Dinlenen 6 tanık iddia edilerek olaya ilişkin hiçbir beyan ve bilgilerinin olmadığını söylediğini hatırlatan Avukat Tuğçe Duygu Köksal, “Daha çok, yönlendirmeli soruşturma makamının düşüncelerini ifade edecek şekilde konulmuş tanık beyanları olduğu ortaya çıktı. Önemli bir doküman daha vardı. Bir ihbar mektubu vardı. Mart 2016 yılında yapılmış olan 4 ay sonra yapılmış olan keşiften önce dosyaya sunulmuş bir mektup vardı. Birçok ihmali ortaya çıkaracak bir ihbar mektubuydu bu. Hem kamera görüntülerinin izlenmesi hem bu ihbar mektubunun akıbetinin araştırılması, bu mektuba ilişkin nelerin alındığına nasıl bir çerçeve ve dosyadaki eksikliklerin giderilmesi noktasında bugün bir karşılık görmüş olduğunu gördük” ifadelerini kullandı.

‘Bu iddianame bugün çökmüştür’

Davayı takip eden CHP Milletvekili Sezgin Tanrıkulu da şunları söyledi: “Yargılamada şaşkınlıkla karşıladığım vahim olay şu: Arkamızda gördüğümüz adliye içindeki savcılık makamı, soruşturma sırasında bazı tanıklar yaratmış ve o tanıklardan yönlendirmeyle bazı beyanlar almış. Asıl failleri gizlemek amacıyla yapmış. Bunu baro başkanının öldürülmesi olayında yapmış. Bugün o tanıklar bu beyanları kabul etmediler, örgüt üyelerinin Tahir Elçi’ye ateş ettiklerini görmediklerini ve bu ifadeleri baskı altında verdiklerini söyledi.
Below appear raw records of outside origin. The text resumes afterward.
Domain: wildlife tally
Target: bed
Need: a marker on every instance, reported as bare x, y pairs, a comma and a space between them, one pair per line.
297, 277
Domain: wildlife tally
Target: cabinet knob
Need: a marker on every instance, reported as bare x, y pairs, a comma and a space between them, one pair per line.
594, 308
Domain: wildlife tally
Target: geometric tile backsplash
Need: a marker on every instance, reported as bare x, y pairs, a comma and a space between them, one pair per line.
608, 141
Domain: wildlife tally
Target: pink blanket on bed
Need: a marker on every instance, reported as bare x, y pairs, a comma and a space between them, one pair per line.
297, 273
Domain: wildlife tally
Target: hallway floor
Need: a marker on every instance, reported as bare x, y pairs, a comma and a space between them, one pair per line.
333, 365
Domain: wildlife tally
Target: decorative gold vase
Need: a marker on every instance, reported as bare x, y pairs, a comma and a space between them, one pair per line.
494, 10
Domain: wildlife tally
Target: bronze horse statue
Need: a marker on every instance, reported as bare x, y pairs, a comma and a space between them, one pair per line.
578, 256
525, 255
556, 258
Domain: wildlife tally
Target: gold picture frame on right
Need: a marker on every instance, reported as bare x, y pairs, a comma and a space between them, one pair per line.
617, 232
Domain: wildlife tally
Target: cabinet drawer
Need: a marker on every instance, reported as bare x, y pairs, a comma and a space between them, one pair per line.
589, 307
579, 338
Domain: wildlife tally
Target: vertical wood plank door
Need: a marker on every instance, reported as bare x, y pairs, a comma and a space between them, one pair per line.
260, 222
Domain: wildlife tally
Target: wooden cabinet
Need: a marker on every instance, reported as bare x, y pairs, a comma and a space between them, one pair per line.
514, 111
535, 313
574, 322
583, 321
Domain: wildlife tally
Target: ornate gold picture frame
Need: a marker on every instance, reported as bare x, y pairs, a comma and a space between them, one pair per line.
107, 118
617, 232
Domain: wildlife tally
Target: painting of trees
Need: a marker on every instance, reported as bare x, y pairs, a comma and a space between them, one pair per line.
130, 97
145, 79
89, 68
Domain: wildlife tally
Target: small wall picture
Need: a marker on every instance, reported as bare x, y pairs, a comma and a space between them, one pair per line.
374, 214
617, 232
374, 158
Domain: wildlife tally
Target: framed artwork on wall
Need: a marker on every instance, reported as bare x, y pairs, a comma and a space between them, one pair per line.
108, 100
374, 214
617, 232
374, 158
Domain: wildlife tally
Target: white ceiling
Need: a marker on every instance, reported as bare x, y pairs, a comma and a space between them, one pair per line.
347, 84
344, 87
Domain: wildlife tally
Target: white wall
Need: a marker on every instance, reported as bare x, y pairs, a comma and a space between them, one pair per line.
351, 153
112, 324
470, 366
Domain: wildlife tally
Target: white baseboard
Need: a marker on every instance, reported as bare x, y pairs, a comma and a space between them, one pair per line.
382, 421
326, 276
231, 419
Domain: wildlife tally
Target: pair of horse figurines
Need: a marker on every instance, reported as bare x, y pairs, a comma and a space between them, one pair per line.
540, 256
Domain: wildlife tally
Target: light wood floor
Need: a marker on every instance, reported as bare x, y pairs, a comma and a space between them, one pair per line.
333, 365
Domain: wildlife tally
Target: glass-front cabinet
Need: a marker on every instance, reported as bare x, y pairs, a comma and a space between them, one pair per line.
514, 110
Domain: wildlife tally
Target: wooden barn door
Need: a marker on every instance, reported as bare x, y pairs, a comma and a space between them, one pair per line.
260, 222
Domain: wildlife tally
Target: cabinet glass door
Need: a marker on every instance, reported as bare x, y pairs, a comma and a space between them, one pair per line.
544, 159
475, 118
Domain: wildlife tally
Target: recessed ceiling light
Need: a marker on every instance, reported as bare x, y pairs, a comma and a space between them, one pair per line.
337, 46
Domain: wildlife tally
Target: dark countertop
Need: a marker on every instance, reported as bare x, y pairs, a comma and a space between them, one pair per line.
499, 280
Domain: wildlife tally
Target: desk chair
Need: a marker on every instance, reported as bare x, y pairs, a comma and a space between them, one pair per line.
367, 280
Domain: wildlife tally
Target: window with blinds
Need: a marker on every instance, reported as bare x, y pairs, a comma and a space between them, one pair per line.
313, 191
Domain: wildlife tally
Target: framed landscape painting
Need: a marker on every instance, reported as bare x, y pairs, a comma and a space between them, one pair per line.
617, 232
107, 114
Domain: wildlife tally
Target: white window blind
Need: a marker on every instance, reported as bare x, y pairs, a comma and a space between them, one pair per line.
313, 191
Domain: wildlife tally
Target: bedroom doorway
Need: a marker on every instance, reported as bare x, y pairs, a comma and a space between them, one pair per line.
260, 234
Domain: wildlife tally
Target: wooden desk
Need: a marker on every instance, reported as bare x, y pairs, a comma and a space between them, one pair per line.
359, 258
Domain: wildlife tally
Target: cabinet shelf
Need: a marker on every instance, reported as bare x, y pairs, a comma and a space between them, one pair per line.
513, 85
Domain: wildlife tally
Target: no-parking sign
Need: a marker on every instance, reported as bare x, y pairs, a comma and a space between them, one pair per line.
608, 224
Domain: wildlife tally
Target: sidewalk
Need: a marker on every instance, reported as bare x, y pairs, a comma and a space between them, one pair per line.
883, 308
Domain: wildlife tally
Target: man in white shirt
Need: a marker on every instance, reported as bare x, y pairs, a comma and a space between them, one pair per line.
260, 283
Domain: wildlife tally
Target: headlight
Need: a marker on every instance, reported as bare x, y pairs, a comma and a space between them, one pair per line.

Bu gün bu iddianame çöktü. Adalet Bakanı, HSK bu dosyayı hazırlayan savcı hakkında soruşturma başlatmalıdır. Elçi neredeyse canlı yayında katledilmiştir ve soruşturma yaratılan tanıklarla başka yere sevk edilmeye çalışılmıştır ve savcılar eliyle yapılmıştır, bugün tanıklar bunları ifade etmiştir. Buradan Adalet Bakanı, HSK ve Diyarbakır Cumhuriyet Başsavcılığının bu dosyayı hazırlayan savcı hakkında bir soruşturma yapması gerektiğini ifade ediyorum.”